Lott delivers the introduction with an intense stare, a slightly unsettling smile and a tone reminiscent of spoken-word poetry. If the language seems unusually portentous for a high-school reunion drama — well, doesn't everybody secretly suspect that he or she is the center of the universe, its ultimate achievement, the sensibility for which the whole fantastic contraption has been specifically designed?
Wright and his director, Jeremy Skidmore, aren't afraid of the artifice of stagecraft — in fact, they seem to revel in it here — and "The Pavilion" humorously but sympathetically sends up the self-importance of the human consciousness.

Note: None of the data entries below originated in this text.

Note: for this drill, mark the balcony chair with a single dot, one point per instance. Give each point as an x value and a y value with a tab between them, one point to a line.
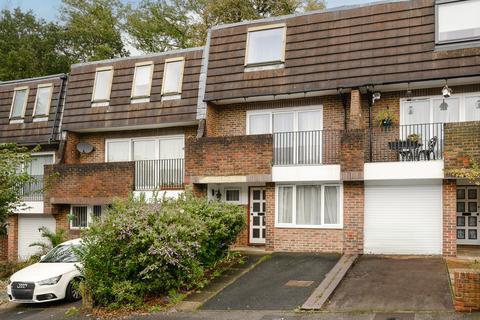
430	150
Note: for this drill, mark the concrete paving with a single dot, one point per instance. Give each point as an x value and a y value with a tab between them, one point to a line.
283	282
377	283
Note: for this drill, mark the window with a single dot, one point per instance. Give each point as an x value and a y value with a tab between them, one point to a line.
83	216
173	76
232	195
309	206
458	21
285	120
142	81
118	150
151	148
19	103
459	107
42	101
265	45
102	86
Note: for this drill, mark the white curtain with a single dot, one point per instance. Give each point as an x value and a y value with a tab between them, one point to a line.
331	209
265	45
259	124
446	110
285	204
283	122
118	151
43	101
472	108
36	166
309	205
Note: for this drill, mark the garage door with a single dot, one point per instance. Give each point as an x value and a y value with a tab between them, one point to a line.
28	233
403	219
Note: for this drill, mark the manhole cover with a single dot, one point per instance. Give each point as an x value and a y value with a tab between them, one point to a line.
298	283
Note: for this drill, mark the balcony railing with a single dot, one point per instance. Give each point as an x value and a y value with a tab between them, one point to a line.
307	147
159	174
415	142
32	191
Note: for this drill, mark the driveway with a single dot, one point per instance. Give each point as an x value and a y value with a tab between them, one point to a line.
282	282
394	284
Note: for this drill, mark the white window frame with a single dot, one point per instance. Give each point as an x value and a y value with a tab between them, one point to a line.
102	102
438	4
43	117
262	28
19	119
322	209
180	80
142	98
239	195
461	105
295	110
131	140
90	215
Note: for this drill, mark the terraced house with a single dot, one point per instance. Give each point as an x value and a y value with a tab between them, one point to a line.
335	129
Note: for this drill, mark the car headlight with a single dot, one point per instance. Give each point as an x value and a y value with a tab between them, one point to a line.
49	281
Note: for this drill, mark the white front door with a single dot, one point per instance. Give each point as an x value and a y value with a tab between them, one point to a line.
467	215
403	218
257	215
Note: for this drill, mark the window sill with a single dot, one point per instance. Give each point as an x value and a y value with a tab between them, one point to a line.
100	104
171	97
326	227
140	100
264	67
40	118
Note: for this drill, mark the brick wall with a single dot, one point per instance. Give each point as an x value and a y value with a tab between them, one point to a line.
467	290
461	142
230	120
97	140
449	218
228	156
353	216
92	183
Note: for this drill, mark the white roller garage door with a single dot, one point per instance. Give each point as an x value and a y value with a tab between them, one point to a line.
28	233
403	219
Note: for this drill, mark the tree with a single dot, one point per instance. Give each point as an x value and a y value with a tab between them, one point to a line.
93	29
30	47
172	24
12	159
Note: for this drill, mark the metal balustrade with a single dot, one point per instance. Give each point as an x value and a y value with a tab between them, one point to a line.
159	174
307	147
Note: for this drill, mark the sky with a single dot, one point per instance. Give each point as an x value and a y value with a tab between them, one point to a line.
48	9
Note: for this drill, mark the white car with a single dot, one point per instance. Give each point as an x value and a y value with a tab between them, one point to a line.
54	277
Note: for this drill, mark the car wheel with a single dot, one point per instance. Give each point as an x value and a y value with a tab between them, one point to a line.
73	291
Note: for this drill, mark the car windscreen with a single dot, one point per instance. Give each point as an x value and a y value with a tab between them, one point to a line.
60	254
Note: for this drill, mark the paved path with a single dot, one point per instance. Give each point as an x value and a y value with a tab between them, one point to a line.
283	282
394	283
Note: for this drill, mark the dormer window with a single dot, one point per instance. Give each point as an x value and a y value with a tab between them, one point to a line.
42	102
102	87
19	104
172	78
265	45
457	21
142	82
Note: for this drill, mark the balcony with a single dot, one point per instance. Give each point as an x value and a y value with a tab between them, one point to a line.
416	142
160	174
307	147
32	191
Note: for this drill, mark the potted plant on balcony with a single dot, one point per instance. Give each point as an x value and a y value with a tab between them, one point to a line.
386	117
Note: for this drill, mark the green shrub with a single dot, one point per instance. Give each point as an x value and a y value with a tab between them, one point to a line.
140	248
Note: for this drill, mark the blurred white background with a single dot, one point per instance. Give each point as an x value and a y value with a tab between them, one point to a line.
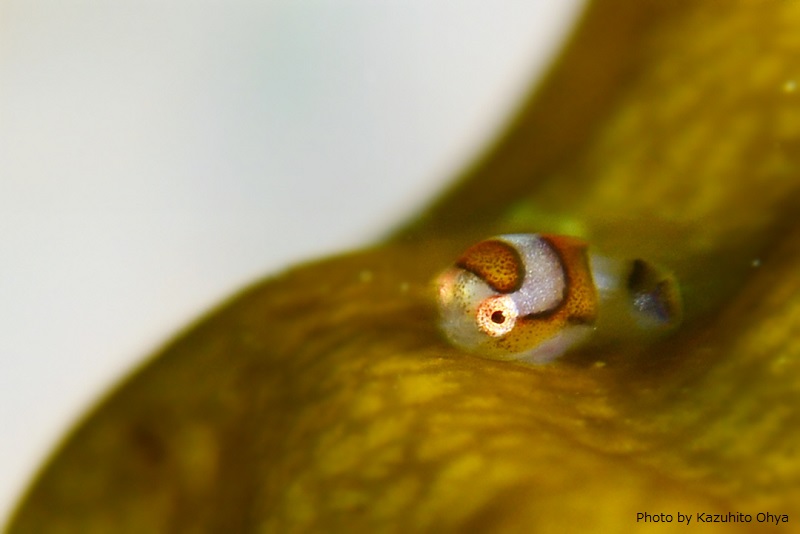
157	155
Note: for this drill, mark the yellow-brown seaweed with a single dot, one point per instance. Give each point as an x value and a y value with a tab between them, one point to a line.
324	400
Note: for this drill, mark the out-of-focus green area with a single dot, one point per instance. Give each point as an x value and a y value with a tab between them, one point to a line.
324	400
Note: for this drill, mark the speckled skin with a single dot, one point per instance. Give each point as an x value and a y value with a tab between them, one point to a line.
325	400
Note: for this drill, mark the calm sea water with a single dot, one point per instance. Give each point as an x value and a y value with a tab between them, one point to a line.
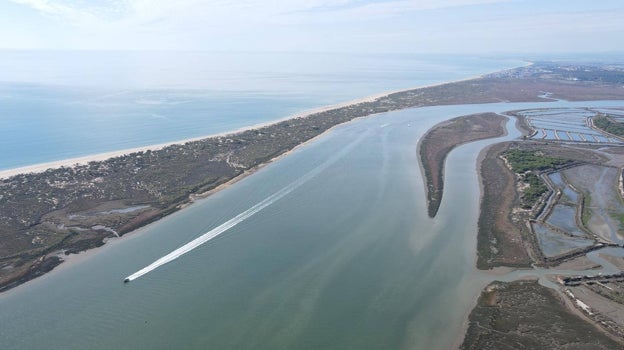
347	260
59	105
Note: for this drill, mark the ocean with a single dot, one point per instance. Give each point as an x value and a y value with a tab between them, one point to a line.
57	105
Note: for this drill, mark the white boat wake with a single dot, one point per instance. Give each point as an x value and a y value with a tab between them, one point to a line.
242	216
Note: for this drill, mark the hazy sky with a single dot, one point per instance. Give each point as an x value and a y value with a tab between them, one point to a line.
458	26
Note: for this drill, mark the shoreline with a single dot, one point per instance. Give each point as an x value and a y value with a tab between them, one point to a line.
97	157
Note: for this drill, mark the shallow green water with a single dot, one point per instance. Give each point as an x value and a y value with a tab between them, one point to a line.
348	260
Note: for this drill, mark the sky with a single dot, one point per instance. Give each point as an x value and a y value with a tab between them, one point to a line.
388	26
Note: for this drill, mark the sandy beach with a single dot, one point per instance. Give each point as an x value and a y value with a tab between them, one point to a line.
41	167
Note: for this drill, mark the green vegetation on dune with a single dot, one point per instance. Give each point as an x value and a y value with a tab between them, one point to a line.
536	188
608	125
528	164
523	160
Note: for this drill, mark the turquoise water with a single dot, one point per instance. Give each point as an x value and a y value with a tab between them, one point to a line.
60	105
347	260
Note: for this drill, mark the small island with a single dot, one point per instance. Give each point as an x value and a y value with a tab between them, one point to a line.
45	215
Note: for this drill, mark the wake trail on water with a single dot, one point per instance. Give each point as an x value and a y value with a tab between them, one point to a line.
244	215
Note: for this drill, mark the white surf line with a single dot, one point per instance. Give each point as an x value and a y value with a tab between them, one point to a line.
244	215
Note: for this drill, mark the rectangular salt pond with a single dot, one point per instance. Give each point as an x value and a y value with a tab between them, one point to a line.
563	216
553	243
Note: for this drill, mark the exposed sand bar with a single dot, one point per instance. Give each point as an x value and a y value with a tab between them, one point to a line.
41	167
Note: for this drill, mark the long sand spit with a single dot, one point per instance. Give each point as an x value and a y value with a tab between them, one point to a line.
41	167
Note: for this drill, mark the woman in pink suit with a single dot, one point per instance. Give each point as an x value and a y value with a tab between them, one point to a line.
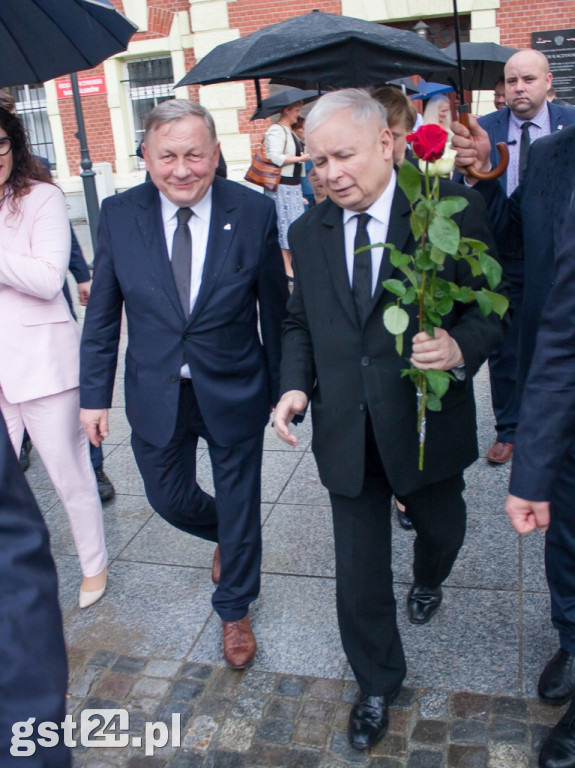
39	345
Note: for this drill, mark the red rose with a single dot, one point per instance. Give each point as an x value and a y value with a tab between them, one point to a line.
428	142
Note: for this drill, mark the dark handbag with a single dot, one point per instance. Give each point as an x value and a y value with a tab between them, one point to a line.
263	172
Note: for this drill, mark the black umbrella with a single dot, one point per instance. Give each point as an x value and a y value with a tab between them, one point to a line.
281	99
322	49
43	39
483	64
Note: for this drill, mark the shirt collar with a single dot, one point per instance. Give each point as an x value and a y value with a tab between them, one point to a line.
201	209
537	119
381	208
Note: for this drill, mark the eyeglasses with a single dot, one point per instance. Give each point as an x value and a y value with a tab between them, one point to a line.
5	145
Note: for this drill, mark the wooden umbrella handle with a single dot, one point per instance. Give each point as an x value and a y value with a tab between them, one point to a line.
494	173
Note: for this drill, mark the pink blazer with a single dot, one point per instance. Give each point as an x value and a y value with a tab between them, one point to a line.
39	338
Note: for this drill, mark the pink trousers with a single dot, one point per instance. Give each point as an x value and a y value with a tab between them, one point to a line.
53	424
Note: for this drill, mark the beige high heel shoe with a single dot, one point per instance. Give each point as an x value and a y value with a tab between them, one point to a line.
88	597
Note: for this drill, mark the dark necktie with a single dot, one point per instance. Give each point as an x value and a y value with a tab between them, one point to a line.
524	147
361	283
182	258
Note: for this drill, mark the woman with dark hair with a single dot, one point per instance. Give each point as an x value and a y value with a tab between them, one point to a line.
39	344
284	149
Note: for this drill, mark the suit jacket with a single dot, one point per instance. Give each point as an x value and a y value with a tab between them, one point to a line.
33	668
497	126
347	370
39	339
235	374
529	222
547	420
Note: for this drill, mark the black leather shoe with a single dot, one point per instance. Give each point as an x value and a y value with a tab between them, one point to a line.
557	681
422	602
402	518
24	457
558	750
368	720
105	487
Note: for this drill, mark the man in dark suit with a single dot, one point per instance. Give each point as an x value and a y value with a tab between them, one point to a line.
531	221
543	475
192	258
337	354
33	668
527	80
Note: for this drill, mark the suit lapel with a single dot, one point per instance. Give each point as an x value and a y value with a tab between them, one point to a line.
333	249
224	222
151	227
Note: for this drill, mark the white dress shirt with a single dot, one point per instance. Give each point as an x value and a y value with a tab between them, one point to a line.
377	227
199	225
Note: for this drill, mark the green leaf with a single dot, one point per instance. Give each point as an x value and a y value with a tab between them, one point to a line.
396	257
437	256
500	303
491	269
409	297
444	234
485	302
394	286
433	402
409	179
438	381
448	206
462	293
395	320
445	305
474	265
417	224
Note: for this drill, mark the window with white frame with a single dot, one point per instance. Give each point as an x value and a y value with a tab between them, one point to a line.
31	108
148	82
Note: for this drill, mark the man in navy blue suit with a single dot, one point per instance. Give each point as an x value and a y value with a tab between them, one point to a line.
194	261
527	80
532	221
543	474
33	669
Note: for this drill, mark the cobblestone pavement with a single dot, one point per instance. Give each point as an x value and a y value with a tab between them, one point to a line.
152	645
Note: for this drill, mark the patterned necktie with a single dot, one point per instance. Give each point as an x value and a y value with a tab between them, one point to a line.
361	283
182	258
524	145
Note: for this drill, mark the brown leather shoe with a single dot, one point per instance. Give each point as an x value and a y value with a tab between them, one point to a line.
499	453
216	566
239	642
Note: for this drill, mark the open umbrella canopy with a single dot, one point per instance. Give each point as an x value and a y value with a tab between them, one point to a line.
483	65
425	90
281	99
42	39
320	49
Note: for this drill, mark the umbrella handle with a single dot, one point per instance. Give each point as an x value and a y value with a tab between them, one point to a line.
494	173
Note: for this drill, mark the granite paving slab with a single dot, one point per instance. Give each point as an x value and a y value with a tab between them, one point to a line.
295	625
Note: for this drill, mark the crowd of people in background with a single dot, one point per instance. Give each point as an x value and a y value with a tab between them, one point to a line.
219	346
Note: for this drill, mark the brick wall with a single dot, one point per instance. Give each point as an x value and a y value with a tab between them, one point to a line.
517	19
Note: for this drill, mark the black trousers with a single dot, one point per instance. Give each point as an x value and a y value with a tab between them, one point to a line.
366	605
232	518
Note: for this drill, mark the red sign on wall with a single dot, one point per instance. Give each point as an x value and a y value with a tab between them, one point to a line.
87	85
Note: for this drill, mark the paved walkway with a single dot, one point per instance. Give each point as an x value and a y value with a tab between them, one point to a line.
152	645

The class reunion is held at the Pavilion, a beloved old lakeside building (a bare-bones set by Jacob Muehlhausen, gracefully lighted by Rebecca Bonebrake). Slated for destruction immediately after the event, this monument could hardly be a more obvious symbol of the folly of trying to hold on to the past. But Peter is undeterred: He has come home hoping for a do-over, another chance at a life with Kari (Leslie Murphy), the girlfriend he callously ditched after senior year and hasn't seen since.
For the Record
An earlier version of this review misstated the name of the actress playing Kari as Leslie Thompson.
Peter regards everything that stands in the way of this fantasy — Kari's marriage, for example, or her two decades of anger at him — as a minor obstacle the universe has thrown in his path. In fact, the universe, as embodied by our narrator, plays every other member of the class of '85 that Peter and Kari encounter.
Lott has a virtuosic gift for slipping, without the benefit of costume changes, into and out of characters of either gender. He conveys innumerable voices and idiosyncrasies, from the stoner mayor to the reunion's peppy, tightly wound organizer. He's not trying for nuance or depth in these portrayals, which verge on cartoons if not cliches, and some of them are more amusing than others. At a certain point, the gimmick begins to feel strained, so it is a relief when the narrator steps away, if only briefly, to let the lovers hash things out.
Left alone onstage with Wright's deft dialogue, full of memorable and offbeat zingers, Murphy and Gilbert relax into a genuine and moving rapport that makes their ultimate confrontation with the reality at the heart of this meta-theatrical world especially poignant.
"The Pavilion," Malibu Playhouse, 29243 Pacific Coast Highway, Malibu. 8 p.m. Fridays and Saturdays, 3 p.m. Sundays. Ends May 22. $10-$35. malibuplayhouse.org/the-pavilion/. Running time: 2 hours.